The government announced the conditions for building the first phase of the country’s new capital city to real estate developers and investors on Sunday. The first phase will be built on 10,500 acres of land and will include a business and finance centre, an exhibition fair city and residential units.
 
Assistant to the Housing Minister Khaled Abbas said that the land on offer started from plots of 50 to 500 acres.
 
Among the conditions set by the government is a downpayment of 20 per cent of the value of the land up to 150 acres and 15 per cent if the area is larger.
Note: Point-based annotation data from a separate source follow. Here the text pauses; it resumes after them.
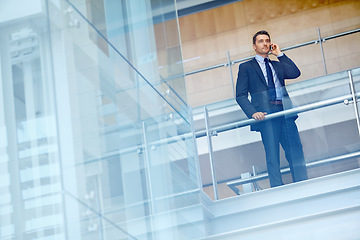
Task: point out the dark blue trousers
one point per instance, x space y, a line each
283 131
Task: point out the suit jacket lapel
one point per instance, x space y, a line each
257 68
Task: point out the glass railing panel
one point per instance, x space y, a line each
91 223
130 141
210 86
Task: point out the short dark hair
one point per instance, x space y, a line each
262 32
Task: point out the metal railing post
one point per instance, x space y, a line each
212 165
353 93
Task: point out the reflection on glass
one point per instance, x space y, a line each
97 136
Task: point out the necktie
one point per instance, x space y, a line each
271 84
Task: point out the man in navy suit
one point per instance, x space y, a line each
265 80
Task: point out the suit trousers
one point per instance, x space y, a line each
283 131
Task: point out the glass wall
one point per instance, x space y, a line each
93 103
328 123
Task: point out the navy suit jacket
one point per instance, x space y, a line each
251 80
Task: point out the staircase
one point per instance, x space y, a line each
323 208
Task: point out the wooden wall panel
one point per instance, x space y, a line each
206 37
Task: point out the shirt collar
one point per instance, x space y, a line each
260 58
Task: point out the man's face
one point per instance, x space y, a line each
262 45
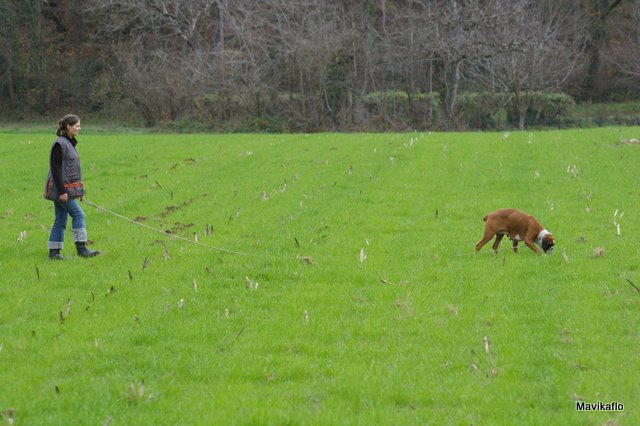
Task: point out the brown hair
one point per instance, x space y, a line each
67 120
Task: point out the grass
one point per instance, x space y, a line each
370 304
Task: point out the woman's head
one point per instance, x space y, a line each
69 126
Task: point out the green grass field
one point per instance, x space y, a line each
360 299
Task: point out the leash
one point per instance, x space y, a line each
197 243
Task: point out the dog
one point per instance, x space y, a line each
519 226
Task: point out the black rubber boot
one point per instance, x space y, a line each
83 251
54 254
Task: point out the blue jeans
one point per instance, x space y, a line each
63 211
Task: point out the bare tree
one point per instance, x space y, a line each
530 48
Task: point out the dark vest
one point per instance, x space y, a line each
71 173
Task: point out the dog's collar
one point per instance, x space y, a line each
541 236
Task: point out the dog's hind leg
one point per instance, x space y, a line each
485 239
496 243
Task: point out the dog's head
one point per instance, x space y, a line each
547 243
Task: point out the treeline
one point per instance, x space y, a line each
311 65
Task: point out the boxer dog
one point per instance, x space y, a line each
519 226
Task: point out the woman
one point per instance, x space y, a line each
64 187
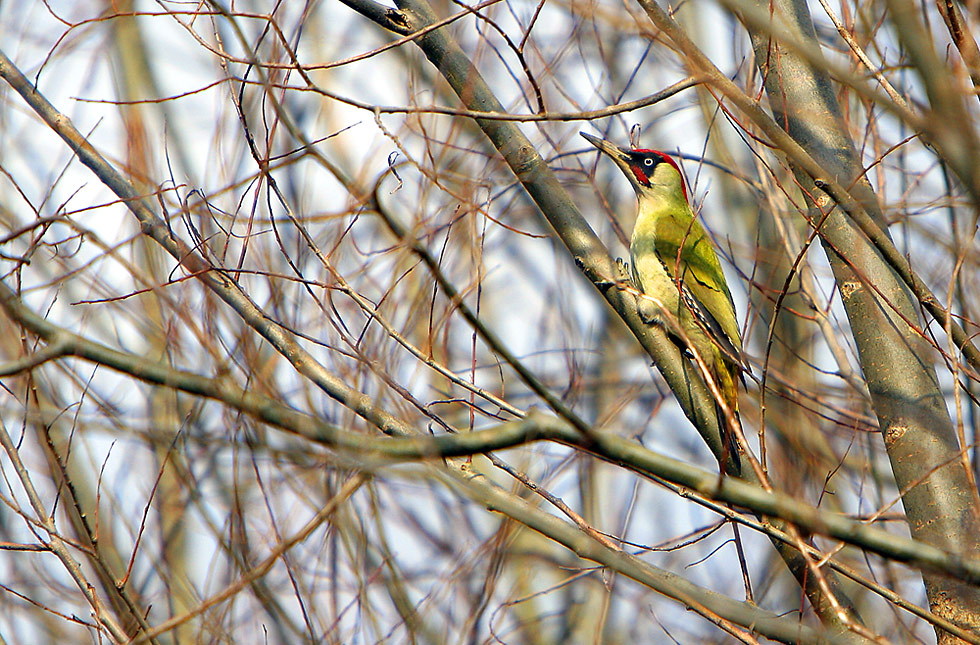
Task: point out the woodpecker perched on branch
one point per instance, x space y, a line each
675 265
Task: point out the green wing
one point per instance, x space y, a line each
702 277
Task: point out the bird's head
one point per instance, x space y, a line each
651 172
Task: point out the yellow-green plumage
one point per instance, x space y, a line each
669 247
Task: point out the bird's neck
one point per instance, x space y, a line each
657 205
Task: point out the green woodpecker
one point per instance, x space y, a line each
675 265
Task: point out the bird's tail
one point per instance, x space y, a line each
726 377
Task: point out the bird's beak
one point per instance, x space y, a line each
620 155
611 149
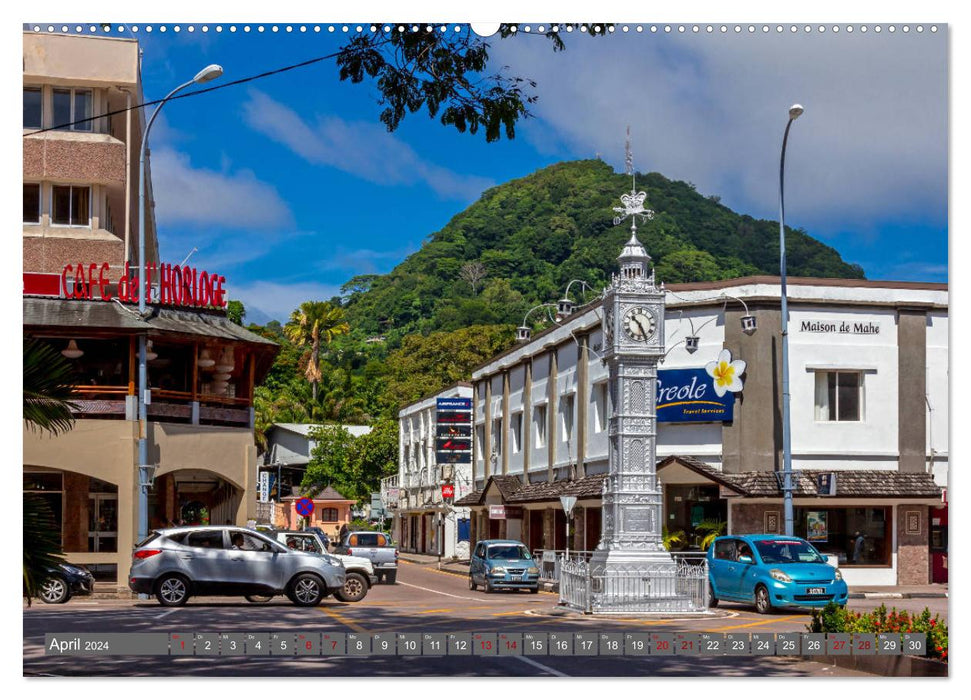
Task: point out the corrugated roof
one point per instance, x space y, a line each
49 313
305 428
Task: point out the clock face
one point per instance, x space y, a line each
639 324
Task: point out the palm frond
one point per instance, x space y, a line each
48 387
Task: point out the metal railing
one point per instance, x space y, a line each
655 588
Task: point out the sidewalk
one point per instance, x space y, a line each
933 590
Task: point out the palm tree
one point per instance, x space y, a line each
315 322
48 384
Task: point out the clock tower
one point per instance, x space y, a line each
633 328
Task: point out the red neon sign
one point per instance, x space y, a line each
176 286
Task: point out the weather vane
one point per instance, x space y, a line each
633 202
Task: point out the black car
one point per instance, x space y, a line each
321 534
65 581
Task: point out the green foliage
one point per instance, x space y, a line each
835 619
535 234
352 465
235 311
42 544
673 540
48 385
710 529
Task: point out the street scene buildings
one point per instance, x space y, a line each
604 419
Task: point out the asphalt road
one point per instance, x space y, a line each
423 600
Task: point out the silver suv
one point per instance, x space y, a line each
176 563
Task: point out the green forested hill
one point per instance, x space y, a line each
533 235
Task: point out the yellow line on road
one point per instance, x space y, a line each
756 624
343 620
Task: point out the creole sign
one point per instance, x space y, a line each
702 394
171 285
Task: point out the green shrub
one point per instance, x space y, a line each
837 620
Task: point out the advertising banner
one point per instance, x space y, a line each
688 396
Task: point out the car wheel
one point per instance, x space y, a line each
259 598
355 588
762 604
55 590
306 590
172 590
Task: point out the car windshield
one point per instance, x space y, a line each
508 551
788 552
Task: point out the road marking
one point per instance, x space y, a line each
432 590
541 667
756 624
344 621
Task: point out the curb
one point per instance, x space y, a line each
895 596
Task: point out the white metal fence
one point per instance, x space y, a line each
676 587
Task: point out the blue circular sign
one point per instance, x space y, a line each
305 507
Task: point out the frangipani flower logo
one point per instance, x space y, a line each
727 374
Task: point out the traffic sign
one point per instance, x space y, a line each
305 507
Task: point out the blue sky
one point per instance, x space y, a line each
289 185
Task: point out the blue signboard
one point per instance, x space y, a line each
456 404
688 396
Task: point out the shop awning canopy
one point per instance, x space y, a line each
850 483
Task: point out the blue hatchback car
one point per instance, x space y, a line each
499 564
772 571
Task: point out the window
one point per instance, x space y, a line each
600 406
31 203
207 539
328 515
516 432
725 549
839 396
70 205
33 99
539 420
566 411
72 106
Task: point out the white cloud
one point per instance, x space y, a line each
197 196
273 300
711 109
363 149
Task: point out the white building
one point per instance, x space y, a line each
424 521
868 371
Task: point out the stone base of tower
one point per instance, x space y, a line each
633 581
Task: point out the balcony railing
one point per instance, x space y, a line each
97 401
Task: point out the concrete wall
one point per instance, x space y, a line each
913 555
83 60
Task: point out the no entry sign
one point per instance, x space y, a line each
305 507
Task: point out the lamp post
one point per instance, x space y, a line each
208 73
794 113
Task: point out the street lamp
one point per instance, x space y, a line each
794 113
145 470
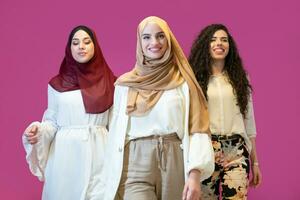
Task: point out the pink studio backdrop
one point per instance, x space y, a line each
33 36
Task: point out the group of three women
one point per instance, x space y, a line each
167 138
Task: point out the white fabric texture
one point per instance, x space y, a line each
197 150
70 150
224 113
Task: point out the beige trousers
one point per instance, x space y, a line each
153 169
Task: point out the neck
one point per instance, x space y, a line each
217 67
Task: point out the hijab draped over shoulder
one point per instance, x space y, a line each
151 77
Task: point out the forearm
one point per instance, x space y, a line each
253 154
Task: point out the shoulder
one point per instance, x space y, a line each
51 89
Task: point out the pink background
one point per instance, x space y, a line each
33 36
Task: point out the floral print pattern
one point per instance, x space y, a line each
231 175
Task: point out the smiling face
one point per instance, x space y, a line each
154 41
82 47
219 45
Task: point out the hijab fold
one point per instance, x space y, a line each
150 78
94 78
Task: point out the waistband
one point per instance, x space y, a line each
225 137
170 137
82 127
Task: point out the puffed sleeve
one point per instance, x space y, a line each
249 120
37 154
201 155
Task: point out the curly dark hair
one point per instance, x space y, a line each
201 60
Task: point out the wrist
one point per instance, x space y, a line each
255 163
195 174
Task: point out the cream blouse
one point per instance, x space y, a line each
224 113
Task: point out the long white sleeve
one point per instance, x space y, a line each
201 155
37 154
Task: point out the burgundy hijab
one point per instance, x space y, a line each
94 78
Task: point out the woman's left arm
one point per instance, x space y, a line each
251 132
256 174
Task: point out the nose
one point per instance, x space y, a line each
154 41
81 45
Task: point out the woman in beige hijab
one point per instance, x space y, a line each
159 145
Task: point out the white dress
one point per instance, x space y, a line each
70 150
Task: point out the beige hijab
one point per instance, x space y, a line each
150 78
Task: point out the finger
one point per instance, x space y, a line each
184 193
32 139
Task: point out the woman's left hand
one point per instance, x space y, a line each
256 176
192 190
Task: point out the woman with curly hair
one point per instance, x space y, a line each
219 70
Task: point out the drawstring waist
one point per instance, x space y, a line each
160 141
87 129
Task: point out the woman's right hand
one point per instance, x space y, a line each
31 134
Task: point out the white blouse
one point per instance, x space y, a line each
163 118
224 113
70 150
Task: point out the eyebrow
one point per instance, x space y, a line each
144 34
225 37
83 38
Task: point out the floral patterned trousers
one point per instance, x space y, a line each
231 175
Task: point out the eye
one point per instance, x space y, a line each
75 43
146 37
87 41
161 36
225 40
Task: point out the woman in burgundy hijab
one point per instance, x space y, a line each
66 149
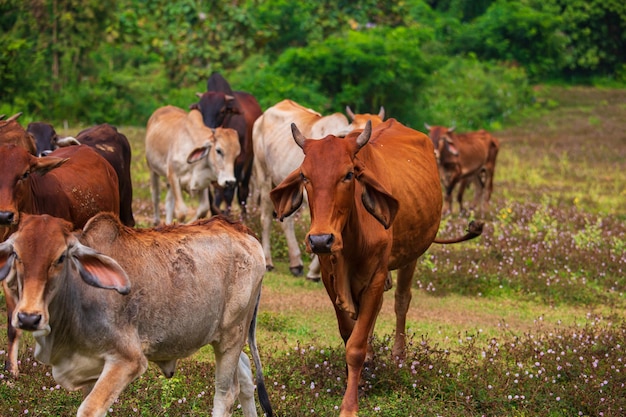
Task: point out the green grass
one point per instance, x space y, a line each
527 320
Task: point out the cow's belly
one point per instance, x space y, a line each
76 370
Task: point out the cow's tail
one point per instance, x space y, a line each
264 398
474 229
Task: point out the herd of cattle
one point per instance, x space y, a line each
373 188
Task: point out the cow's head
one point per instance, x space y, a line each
37 260
18 165
215 160
358 121
335 181
216 107
443 141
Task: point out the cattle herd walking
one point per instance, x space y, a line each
103 297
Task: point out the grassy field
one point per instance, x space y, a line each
527 320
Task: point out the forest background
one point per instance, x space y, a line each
467 63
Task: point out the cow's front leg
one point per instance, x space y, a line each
176 203
356 348
115 376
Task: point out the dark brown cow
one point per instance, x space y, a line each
73 183
375 203
113 146
11 132
463 158
104 139
102 303
222 107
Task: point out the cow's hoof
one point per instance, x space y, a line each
296 271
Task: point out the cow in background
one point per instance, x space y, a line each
464 158
105 139
275 156
190 155
104 302
366 220
358 121
11 132
222 107
72 183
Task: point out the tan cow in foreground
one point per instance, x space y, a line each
104 302
190 155
464 158
375 203
276 155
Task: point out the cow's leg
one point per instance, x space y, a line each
115 376
13 335
265 207
402 301
204 205
154 189
246 386
460 193
356 348
177 195
295 256
226 381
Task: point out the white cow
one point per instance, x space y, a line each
276 155
190 155
104 302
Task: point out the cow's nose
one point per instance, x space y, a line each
28 321
321 243
6 217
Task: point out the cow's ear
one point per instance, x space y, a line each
288 195
46 164
377 200
7 256
199 153
99 270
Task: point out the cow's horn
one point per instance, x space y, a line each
14 117
364 137
297 135
349 113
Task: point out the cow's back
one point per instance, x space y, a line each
174 269
113 146
403 160
163 132
84 186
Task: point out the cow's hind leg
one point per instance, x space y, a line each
402 301
226 382
13 336
246 386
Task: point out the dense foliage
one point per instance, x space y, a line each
424 60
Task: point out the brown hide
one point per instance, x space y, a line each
73 183
375 206
464 158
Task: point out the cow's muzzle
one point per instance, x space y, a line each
321 243
7 217
27 321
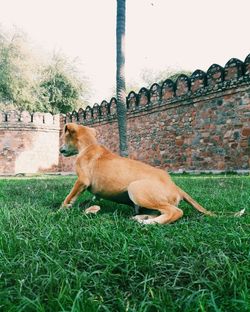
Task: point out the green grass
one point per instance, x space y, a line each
69 261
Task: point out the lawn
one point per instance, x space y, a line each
70 261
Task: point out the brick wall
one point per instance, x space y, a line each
201 122
28 143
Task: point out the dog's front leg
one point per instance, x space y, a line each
75 192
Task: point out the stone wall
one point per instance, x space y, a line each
28 143
201 122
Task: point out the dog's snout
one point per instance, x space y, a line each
62 149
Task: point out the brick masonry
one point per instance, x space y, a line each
201 122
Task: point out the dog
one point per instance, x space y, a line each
120 179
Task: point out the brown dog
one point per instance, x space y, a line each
120 179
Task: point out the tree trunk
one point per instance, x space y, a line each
120 76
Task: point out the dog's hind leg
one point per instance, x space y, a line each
153 195
77 189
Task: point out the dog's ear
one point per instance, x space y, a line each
93 131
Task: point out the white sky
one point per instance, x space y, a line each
182 34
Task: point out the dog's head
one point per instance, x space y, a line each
76 138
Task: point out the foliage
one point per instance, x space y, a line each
17 68
62 87
28 83
70 261
120 76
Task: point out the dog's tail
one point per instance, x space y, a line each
194 203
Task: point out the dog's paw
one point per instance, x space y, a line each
65 206
92 209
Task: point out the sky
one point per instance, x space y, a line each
160 34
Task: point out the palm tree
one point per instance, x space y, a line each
120 76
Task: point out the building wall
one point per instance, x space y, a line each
28 144
201 122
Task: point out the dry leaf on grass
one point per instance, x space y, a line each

Insurance worth LE15 million should be paid for spaces up to 60 acres, LE25 million for spaces up to 200 acres, and LE40 million for larger spaces.
 
The conditions also stipulate that all companies bidding for the project should not include a government official as a founder and that projects and units should be executed in a period of between three and five years depending on the size of land under development.
 
It is not yet evident which and how many companies have bid to take part in the first phase.
 
The first phase also includes some residential units which are aleardy being constructed and will be available for citizens starting April.
 
The announcement of the conditions attached to land in the new capital city in the first phase came a few days after a Chinese company withdrew from the project over price disagreements with the government.
 
The Chinese withdrawal is the second to hit the project after a United Arab Emirates developer, Capital City Partners, originally meant to lead it, also quit.
 
Two Chinese state construction companies, China State Construction Engineering Corporation (CSCEC) and China Fortune Land Development Company (CFLD), then stepped in.
 
CSCEC had secured a $3 billion loan in order to build government facilities for the new city, but no final agreement had been reached, the Housing Ministry said in a statement last week.
 
Egyptian contractors will now be responsible for building the government facilities, said Ayman Ismail, chairman of the company developing the new city, which is jointly owned by the Housing Ministry and the Armed Forces’ Engineering Authority.
 
“No agreement that satisfies both parties in terms of price per square metre was reached. The government has received lower prices from Egyptian contractors,” Ismail said.
 
An official source told Al-Mal newspaper last week that 12 Egyptian companies would take over the building of the government facilities in the new city. He said the task had been delegated to a number of companies to speed up the construction process.
 
The source added that the contracts stipulate that the execution period is 18 months, saying that the companies were likely to finish the work during only one year, with the aim of finishing the whole project by the first half of 2018.
 
A memorandum of understanding worth $20 billion with CFLD was meant to be signed in December, but this has not yet materialised, Hisham Sheta, chairman of Income, a local partner in the project, told Reuters.
 
He expected the deal to be signed within six months.
 
One Egyptian contractor who preferred to remain anonymous said that the new capital project needed more transparency. He said that it was important to understand more about why the Chinese and Emirati developers had pulled out of the project.
 
Nonetheless, he said that it was a good thing that Egyptian companies would work on the project as this would help boost job opportunities. He added that the companies had the capacity and technology to execute the project in the best way possible.
 
The new capital city project is one of President Abdel-Fattah Al-Sisi’s mega-projects that aims to kick-start Egypt’s economy. It was announced during the Egypt Economic Development Conference in March 2015 and was proposed as a way to alleviate congestion in Cairo, which is expected to grow from 18 to 40 million people by 2050.
 
Dubbed as Egypt’s administrative capital, the new city will be built over 700 square km east of Cairo between Greater Cairo and the Red Sea and will be executed within five to seven years at a cost of $45 billion.
 
Capital City Partners, an Emirati real estate investment fund, was originally meant to take the lead in the project, but in June 2015 Minister of Housing Mustafa Madbouli acknowledged “complications” in contract negotiations with the company.
 
Though the project is an ambitious one, some observers have also questioned the need to replace the country’s 1,000-year-old capital with a new one built in the desert.